Here is an example showing the output from this command for email@example.com:
This will generate a keypair using the RSA algorithm and store it in the default directory. Optionally, a passphrase can be provided, which will encrypt the private key for additional security. After this operation is completed, your key can be found in ~/.ssh and will be sent in any SSH connections that you make by default. The id_rsa file is your private key and should be kept in a safe place. The id_rsa.pub file is your public key and can be given to the SingleComm ops team to be installed on any server that you require access to.
Using an authentication agent (recommended)
Download Pageant (32-bit): https://the.earth.li/~sgtatham/putty/latest/w32/pageant.exe
Download Pageant (64-bit): https://the.earth.li/~sgtatham/putty/latest/w64/pageant.exe
Now that you've created the public/private key pair, you'll want to use an authentication agent to load the key for your SSH sessions.
Now you can launch the agent and then load your key (the program defaults to your icon tray once launched):
The agent has no keys loaded by default (this can be changed with a launch flag on the .exe of pageant...will show how later)
Now hit "Add Key" and browse to the location where you stored the private key that you generated at the beginning and then add it.
Linux and Mac Users
On Linux and Mac, the preinstalled OpenSSH package includes an authentication agent, so no additional configuration is necessary.
Launching an SSH session (with Putty)
Download PuTTY (32-bit): https://the.earth.li/~sgtatham/putty/latest/w32/putty.exe
Download PuTTY (64-bit): https://the.earth.li/~sgtatham/putty/latest/w64/putty.exe
Now that you have your authentication agent setup, you can attempt to SSH into your target.
Windows users need an SSH agent to do this (PUTTY, SecureCRT, SuperPUTTY...it's up to you. I'll use PUTTY for this demo):
PUTTY won't have any "Saved Sessions" to start with (those are some of my personal ones).
You can see multiple radio buttons that serve different connection types (we'll be using SSH here).
Go ahead and enter either the DNS name or direct IP of the server you want to get into.
Then expand the "SSH" tab on the left and the click on the "Auth" option:
Here you can set an option called "Agent forwarding".
This is used when you SSH into a jump box or something along those lines and you want to use the same key pair for each SSH session (PUTTY will just automatically forward the key when you SSH into the other target)
The option for manually entering a private key is only used when you don't have access to an authentication agent.
Now go ahead and hit "Open" to start your SSH session and you should be present with the logon screen for whatever server you logged into (if not, you did something wrong...go through the steps again)
This shows a successful attempt by my user account "ajoda" to log into one of my VM's at home using the public/private key pair "home-jbn-ubtu1".
Boom! You're done.
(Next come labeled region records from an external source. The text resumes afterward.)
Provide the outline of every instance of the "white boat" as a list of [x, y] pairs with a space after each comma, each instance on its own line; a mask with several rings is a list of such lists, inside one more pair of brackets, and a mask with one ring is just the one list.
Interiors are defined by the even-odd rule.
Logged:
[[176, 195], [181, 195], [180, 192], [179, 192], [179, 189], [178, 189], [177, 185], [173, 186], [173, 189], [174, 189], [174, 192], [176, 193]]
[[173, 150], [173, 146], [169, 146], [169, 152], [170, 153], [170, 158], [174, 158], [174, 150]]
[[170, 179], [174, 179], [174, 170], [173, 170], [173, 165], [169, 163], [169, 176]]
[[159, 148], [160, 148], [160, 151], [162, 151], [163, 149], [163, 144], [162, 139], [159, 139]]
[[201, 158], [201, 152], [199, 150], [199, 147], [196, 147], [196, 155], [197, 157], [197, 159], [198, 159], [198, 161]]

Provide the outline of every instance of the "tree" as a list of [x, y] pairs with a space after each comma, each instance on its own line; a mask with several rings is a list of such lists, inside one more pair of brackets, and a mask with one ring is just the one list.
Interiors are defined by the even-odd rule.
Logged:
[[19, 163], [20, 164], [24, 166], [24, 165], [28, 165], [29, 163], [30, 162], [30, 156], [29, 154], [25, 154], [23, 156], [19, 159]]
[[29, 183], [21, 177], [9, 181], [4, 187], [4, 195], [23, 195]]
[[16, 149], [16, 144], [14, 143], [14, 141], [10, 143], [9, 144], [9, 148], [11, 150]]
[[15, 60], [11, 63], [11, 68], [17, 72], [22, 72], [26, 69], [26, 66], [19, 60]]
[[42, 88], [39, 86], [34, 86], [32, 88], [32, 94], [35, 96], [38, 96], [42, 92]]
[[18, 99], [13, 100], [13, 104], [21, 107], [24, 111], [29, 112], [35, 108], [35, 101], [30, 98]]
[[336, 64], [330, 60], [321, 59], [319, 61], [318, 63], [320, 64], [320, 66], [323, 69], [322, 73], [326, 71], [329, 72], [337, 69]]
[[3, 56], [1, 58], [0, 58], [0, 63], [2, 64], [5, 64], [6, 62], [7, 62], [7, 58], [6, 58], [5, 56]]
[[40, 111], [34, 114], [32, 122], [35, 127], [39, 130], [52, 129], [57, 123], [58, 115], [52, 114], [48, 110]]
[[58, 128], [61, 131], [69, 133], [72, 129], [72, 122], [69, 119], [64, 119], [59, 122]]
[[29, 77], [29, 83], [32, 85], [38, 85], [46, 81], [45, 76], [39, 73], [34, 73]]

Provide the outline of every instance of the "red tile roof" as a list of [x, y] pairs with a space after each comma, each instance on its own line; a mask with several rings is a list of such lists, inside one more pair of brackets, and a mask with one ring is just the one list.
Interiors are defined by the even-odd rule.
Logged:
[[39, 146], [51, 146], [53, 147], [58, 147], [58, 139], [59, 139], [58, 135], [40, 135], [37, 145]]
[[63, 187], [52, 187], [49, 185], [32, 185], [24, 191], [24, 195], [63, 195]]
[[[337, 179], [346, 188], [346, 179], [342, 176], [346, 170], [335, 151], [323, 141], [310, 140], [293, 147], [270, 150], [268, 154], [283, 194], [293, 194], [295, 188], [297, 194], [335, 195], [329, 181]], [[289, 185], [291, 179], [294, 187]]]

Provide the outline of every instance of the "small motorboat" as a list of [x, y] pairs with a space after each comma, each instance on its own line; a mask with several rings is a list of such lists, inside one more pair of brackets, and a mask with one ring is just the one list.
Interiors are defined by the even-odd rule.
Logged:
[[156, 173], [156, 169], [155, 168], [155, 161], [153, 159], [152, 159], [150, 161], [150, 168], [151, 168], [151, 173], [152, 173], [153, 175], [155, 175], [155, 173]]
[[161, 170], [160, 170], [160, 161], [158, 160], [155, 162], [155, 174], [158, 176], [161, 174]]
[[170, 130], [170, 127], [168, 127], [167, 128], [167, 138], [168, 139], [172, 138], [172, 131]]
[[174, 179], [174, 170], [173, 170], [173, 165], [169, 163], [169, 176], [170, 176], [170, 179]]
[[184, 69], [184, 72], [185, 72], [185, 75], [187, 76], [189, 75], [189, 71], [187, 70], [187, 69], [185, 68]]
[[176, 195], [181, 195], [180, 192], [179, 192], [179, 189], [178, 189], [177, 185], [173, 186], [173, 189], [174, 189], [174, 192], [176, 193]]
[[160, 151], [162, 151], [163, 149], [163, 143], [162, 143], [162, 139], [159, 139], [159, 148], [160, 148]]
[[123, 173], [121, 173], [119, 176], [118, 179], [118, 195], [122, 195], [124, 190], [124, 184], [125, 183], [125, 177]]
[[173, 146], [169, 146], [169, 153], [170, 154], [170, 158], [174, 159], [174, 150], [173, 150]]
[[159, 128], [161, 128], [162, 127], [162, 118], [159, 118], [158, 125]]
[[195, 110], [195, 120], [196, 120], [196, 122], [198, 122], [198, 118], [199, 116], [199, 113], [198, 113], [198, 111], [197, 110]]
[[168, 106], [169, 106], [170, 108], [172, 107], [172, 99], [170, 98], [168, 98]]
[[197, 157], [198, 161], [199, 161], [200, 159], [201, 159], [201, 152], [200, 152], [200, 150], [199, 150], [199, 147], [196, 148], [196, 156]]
Now you can do this for any server that you need SSH access too.
If you want to save the session so you never have to do this again....just right click on the top of the PUTTY window and hit "change settings".
This will take you to this page:
Enter the name you want for the session and then hit save.
Now when you start PUTTY, you'll see the session in the "Saved sessions" window and you can double-click to launch it right away (as long as you have your private key loaded into your auth agent).
You can also follow the link below to have pageant start on boot and automatically load your key pairs:
This tutorial is pretty straightforward so I'll just leave it at that.
Linux and Mac Users
The preinstalled OpenSSH package can be used to make SSH connections to servers. The command follows this general format:
ssh USER_NAME@SERVER_NAME -p PORT
|USER_NAME||Your username on the server|
|SERVER_NAME||The full DNS name or IP address of the server|
|PORT||The port that the SSH service is listening on|
The following is an example of connecting to cuore-fs21 as the user adamm:
From this point onward, all commands executed will be on the instance you are connected to. To disconnect, simply type "exit".